MixEval offers five significant advantages for practitioners:
- **Accurate** model ranking, demonstrated by a 0.96 correlation with Chatbot Arena1.
- **Fast**, **cheap** and **reproducible** execution, requiring only 6% the time and cost of MMLU and with no dependence on human input.
- **Dynamic** benchmarking enabled by low-effort and stable updating mechanism.
- A **comprehensive** and **less biased** query distribution, as it bases queries on a large-scale web corpus.
- A **fair** grading process, ensured by the ground-truth-based grading mechanism.

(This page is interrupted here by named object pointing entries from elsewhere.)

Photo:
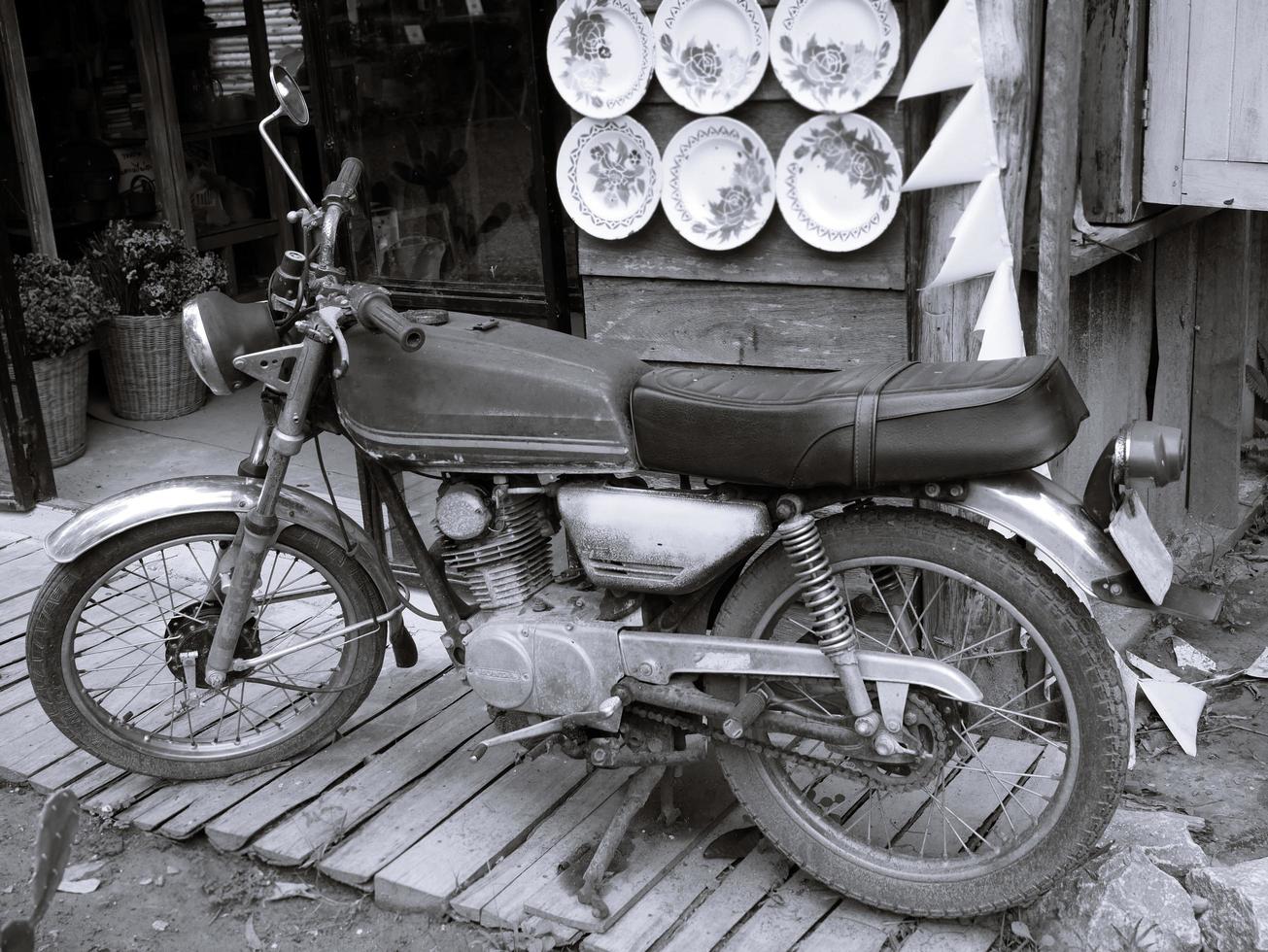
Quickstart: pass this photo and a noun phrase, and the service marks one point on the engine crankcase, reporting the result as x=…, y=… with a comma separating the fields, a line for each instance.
x=547, y=663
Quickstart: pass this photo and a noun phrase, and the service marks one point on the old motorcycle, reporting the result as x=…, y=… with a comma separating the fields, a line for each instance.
x=848, y=587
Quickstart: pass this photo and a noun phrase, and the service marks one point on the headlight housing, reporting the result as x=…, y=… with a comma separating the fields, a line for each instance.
x=217, y=329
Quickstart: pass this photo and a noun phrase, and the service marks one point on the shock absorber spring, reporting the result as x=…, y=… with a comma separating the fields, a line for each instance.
x=830, y=615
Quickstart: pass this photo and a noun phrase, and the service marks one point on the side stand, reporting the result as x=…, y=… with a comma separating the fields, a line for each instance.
x=636, y=794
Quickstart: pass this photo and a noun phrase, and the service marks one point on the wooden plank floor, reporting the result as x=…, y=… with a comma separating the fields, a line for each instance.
x=394, y=806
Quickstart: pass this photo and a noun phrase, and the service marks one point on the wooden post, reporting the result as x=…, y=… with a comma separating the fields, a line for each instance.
x=1221, y=317
x=1063, y=58
x=21, y=117
x=1113, y=96
x=162, y=120
x=1011, y=33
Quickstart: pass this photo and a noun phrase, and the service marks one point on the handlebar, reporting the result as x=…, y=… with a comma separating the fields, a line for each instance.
x=373, y=308
x=349, y=178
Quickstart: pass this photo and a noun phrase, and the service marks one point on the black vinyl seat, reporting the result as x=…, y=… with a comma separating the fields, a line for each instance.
x=869, y=425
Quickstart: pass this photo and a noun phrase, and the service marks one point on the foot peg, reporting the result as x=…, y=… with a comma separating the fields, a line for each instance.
x=610, y=707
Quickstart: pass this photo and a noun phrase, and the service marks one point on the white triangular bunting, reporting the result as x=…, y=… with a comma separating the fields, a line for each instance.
x=980, y=241
x=1001, y=319
x=964, y=149
x=950, y=57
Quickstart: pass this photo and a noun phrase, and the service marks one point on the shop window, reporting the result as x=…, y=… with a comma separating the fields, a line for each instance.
x=437, y=98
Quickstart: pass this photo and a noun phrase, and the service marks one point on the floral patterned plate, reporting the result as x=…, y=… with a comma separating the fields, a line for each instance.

# How Effective is MixEval as a Benchmark Mixture Approach?
MixEval is effective as
- MixEval and MixEval-Hard achieve the highest correlation with Arena Elo and Arena Elo (En) among all benchmarks.
- MixEval improves the correlation with Arena Elo and Arena Elo (En) across all its main benchmark splits.
- MixEval outperforms both benchmark-level and uniform mixtures.
- MixEval effectively maps real-world user queries to ground-truth-based benchmarks.


# 🦾 Contribute

Feel free to hit the ⭐**star** button or 🦾**contribute**! We review new issues and PRs regularly and will acknowledge your contributions!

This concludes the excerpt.